The environmental chief faced off with a GOP lawmaker on other matters.
HARRISBURG (AP) -- After 88 minutes of frenetic bidding by prospective contractors, delighted state officials said Thursday they expect to shave nearly $10 million from the price of office supplies that currently cost taxpayers $22.5 million a year.
"We were paying a lot more for our products than we could have been or should have been," General Services Secretary Donald T. Cunningham Jr. said after the online "reverse auction," in which an undisclosed number of suppliers raced against the clock to submit the lowest bid.
More than one of the low bids were for $13 million or less, officials said, although the signing of a new contract is still weeks away. Before making a decision, officials will grade the bidders on their commitments to provide reliable service and to advance businesses owned by minorities and women.
The auction was part of the "strategic sourcing" initiative through which Gov. Ed Rendell hopes to save $100 million a year on contracts for 20 or more commodity groups.
The administration says state purchasing has grown out of control, with individual departments cutting their own deals for $3 billion worth of goods and services -- often at full retail prices -- with tens of thousands of vendors that range from large corporations to small stores.
Meanwhile, a hostile House budget hearing on Thursday had a Republican lawmaker and Democratic Gov.

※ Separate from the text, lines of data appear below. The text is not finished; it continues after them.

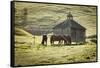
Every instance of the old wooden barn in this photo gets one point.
(71, 28)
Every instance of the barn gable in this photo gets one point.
(71, 28)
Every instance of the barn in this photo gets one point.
(70, 27)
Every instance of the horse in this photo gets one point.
(44, 40)
(60, 38)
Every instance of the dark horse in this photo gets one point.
(60, 38)
(44, 40)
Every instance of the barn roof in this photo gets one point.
(69, 23)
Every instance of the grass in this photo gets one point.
(28, 52)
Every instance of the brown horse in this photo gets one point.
(60, 38)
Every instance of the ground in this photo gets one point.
(28, 52)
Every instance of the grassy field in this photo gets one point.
(28, 52)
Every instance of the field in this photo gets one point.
(28, 52)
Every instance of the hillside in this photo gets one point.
(49, 15)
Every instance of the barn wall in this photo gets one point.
(77, 35)
(65, 31)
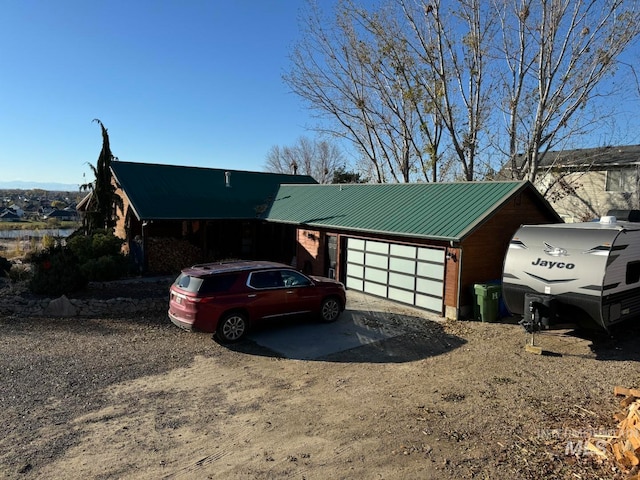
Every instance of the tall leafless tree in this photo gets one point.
(557, 56)
(417, 83)
(319, 159)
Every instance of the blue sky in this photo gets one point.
(195, 82)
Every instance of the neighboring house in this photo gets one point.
(585, 184)
(17, 210)
(174, 216)
(423, 244)
(9, 216)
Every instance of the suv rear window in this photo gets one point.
(206, 285)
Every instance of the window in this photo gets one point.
(633, 272)
(623, 180)
(217, 284)
(270, 279)
(294, 279)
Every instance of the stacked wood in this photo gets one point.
(170, 255)
(625, 445)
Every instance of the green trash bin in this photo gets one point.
(487, 302)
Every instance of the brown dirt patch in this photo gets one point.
(139, 398)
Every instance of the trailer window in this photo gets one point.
(633, 272)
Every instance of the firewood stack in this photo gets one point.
(625, 446)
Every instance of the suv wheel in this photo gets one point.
(330, 309)
(232, 327)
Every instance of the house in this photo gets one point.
(9, 216)
(585, 184)
(423, 244)
(66, 215)
(174, 216)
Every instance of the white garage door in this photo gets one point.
(404, 273)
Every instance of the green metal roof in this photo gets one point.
(170, 192)
(444, 211)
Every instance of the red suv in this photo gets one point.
(226, 297)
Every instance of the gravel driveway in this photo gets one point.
(139, 398)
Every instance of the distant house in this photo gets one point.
(66, 215)
(586, 183)
(423, 244)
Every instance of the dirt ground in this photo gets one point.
(112, 398)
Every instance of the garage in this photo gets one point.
(423, 245)
(405, 273)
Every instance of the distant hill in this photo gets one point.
(49, 186)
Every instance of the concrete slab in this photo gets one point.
(312, 340)
(366, 321)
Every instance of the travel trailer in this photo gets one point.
(580, 273)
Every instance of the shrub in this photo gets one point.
(107, 267)
(56, 271)
(99, 255)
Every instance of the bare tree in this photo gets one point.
(319, 159)
(452, 40)
(417, 83)
(557, 55)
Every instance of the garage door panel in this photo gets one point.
(404, 251)
(407, 282)
(355, 270)
(375, 289)
(376, 275)
(377, 261)
(430, 270)
(402, 265)
(355, 284)
(356, 256)
(403, 296)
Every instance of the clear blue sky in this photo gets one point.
(195, 82)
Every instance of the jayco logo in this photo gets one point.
(543, 263)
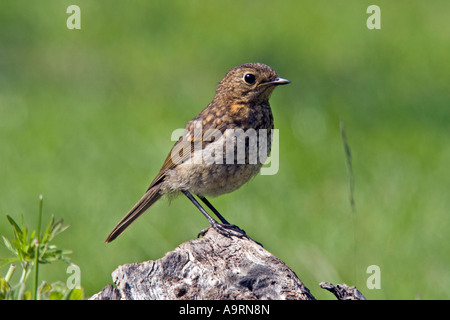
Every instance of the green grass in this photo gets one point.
(86, 118)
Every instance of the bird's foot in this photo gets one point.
(226, 230)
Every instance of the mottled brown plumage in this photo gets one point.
(196, 164)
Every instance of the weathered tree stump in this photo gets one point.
(214, 267)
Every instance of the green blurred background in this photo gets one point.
(86, 117)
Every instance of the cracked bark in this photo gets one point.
(214, 267)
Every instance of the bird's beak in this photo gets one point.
(276, 82)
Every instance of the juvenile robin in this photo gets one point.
(217, 153)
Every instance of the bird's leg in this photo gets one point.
(205, 201)
(225, 229)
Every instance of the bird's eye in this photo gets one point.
(249, 78)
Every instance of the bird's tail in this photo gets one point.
(149, 198)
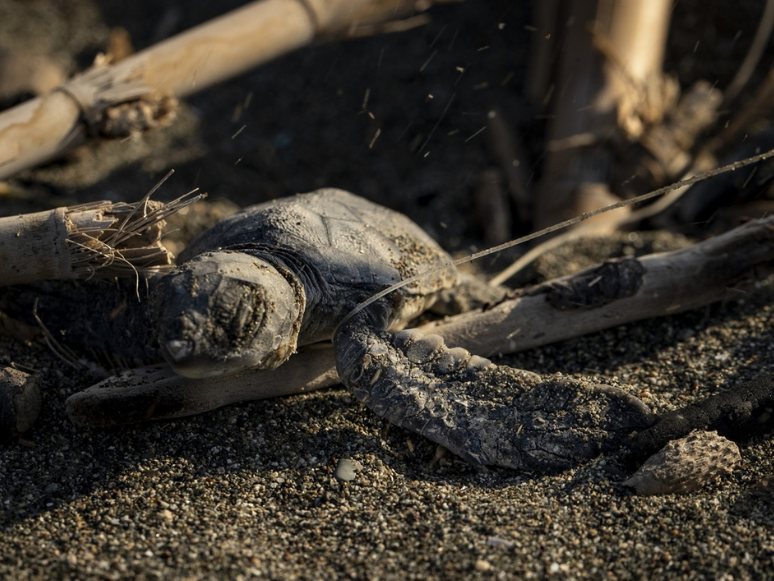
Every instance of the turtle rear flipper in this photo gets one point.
(485, 413)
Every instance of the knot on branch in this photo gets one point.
(118, 105)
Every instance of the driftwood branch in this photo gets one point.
(135, 93)
(98, 239)
(616, 292)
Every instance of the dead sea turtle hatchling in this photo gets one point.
(284, 274)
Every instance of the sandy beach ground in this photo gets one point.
(249, 490)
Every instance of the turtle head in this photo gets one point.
(223, 312)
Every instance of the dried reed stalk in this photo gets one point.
(139, 92)
(98, 239)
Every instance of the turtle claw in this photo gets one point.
(485, 413)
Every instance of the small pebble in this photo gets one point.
(483, 566)
(347, 469)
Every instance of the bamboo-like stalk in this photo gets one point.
(98, 239)
(609, 87)
(42, 128)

Ed Rendell's environmental protection chief talking over each other to the point that the stenographer threw her hands in the air.

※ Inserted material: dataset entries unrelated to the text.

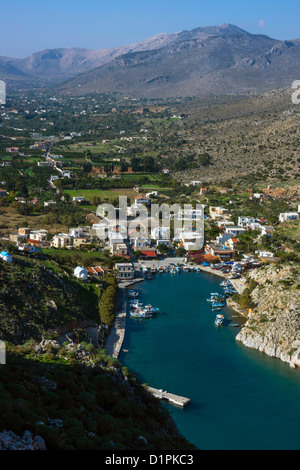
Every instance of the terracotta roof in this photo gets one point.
(149, 253)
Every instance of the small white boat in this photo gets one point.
(219, 320)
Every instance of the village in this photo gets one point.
(141, 246)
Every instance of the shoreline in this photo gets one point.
(116, 337)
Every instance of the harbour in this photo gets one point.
(239, 398)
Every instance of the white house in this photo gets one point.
(288, 216)
(62, 240)
(78, 198)
(6, 256)
(141, 242)
(235, 230)
(245, 221)
(142, 200)
(81, 273)
(159, 233)
(124, 270)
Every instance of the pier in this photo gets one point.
(163, 395)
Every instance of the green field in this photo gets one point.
(104, 194)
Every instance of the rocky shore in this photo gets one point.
(10, 441)
(273, 326)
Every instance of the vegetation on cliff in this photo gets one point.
(77, 397)
(273, 326)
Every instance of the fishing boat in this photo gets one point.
(132, 294)
(218, 305)
(151, 309)
(140, 314)
(219, 320)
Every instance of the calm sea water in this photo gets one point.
(240, 398)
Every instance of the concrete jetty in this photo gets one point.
(164, 395)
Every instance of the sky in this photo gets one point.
(33, 25)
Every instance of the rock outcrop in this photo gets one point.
(10, 441)
(273, 327)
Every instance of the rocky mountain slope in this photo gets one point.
(34, 298)
(214, 60)
(274, 325)
(62, 63)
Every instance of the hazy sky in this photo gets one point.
(27, 26)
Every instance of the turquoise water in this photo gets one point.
(240, 398)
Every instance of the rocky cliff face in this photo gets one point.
(274, 325)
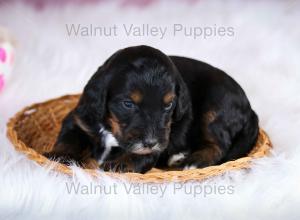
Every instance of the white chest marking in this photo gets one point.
(109, 141)
(176, 159)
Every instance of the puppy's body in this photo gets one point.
(143, 109)
(224, 127)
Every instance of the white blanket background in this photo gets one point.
(263, 56)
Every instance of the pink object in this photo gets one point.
(2, 55)
(1, 82)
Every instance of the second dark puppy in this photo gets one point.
(144, 109)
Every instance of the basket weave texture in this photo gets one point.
(33, 131)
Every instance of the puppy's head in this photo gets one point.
(136, 95)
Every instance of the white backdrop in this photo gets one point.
(262, 55)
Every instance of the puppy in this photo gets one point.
(144, 109)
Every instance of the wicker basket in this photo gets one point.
(33, 131)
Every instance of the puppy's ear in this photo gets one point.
(183, 99)
(91, 108)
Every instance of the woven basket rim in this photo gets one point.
(153, 177)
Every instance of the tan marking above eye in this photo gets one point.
(136, 96)
(169, 97)
(115, 126)
(210, 116)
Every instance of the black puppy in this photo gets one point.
(144, 109)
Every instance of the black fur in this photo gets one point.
(207, 117)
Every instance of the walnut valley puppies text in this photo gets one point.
(148, 30)
(159, 190)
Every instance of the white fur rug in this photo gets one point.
(263, 56)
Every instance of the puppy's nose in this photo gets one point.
(150, 142)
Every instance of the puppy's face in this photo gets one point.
(140, 105)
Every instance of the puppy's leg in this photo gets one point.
(72, 144)
(216, 141)
(131, 163)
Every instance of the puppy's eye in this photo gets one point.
(128, 104)
(168, 106)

A later Senate budget hearing was more polite, but just as rigorous.
How it went
All told, Rendell's environmental protection secretary Kathleen McGinty spent four hours testifying in front of lawmakers about the governor's plan to impose new fees on polluting industries and trash dumping in order to finance environmental cleanups and other improvements to lure young professionals and businesses to Pennsylvania.
The plan would involve $800 million in bonding that is perhaps the centerpiece of Rendell's budget proposal for the 2004-05 fiscal year that begins July 1. The bonds would be issued over four years to -- among other things -- clean up abandoned mines, preserve farmland and improve recreation assets like state parks and public pools.

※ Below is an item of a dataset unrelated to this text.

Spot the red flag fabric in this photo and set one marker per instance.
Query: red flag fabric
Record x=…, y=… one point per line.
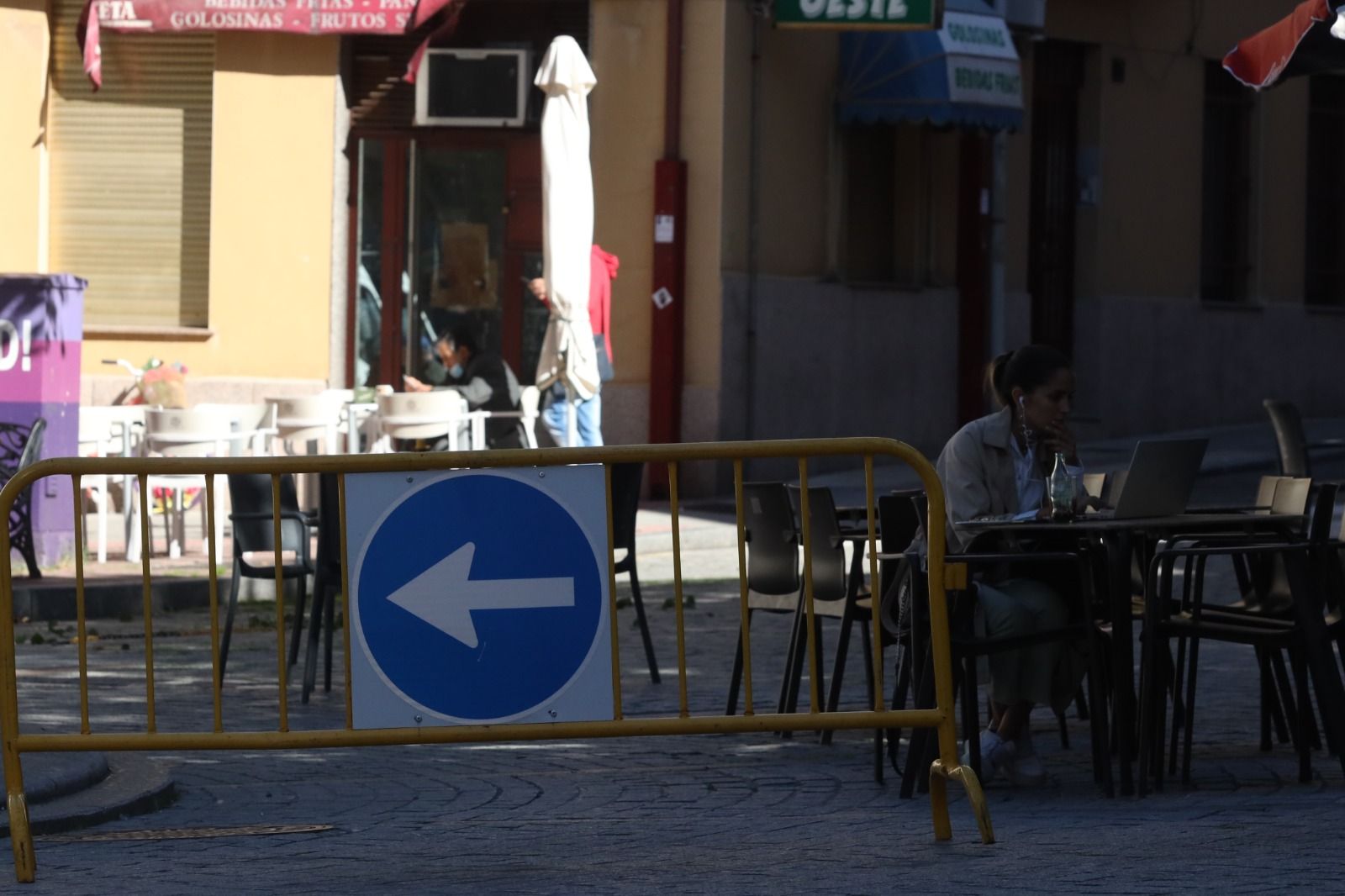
x=1300, y=44
x=295, y=17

Though Democrats roundly praised McGinty and the plan, Republican lawmakers offered repeated examples of manufacturers or power plants that they said were barely surviving under the fees they already pay, and could be forced into layoffs or closures by another regulatory burden.
For her part, McGinty contended that the dollar value of business tax breaks in Rendell's budget proposal is six times as high as any new fees on businesses -- a figure that Republicans quarreled with, saying it seems closer to one-to-one.
Even so, some Republican lawmakers concluded that businesses would pass on the new fees, if they could.
"They don't have a printing press in their basement any more than we have one in ours," said Sen. Robert J. Thompson, the Chester County Republican who chairs the Senate Appropriations Committee.
"So they go to the customers. ... That money comes from the residents of Pennsylvania, one way or another."
The new fees would pay for a variety of items, including a fund to clean up hazardous waste sites and spills and debt service on the $800 million in bonding, which would have to be approved by voters in a statewide ballot question.
In all, the administration estimates that the total raised by the new fees would be $153 million for a full year, an amount that pales in comparison to each of two separate cigarette tax increases approved by the Legislature in the past 20 months and tax increases on telephone usage approved in December.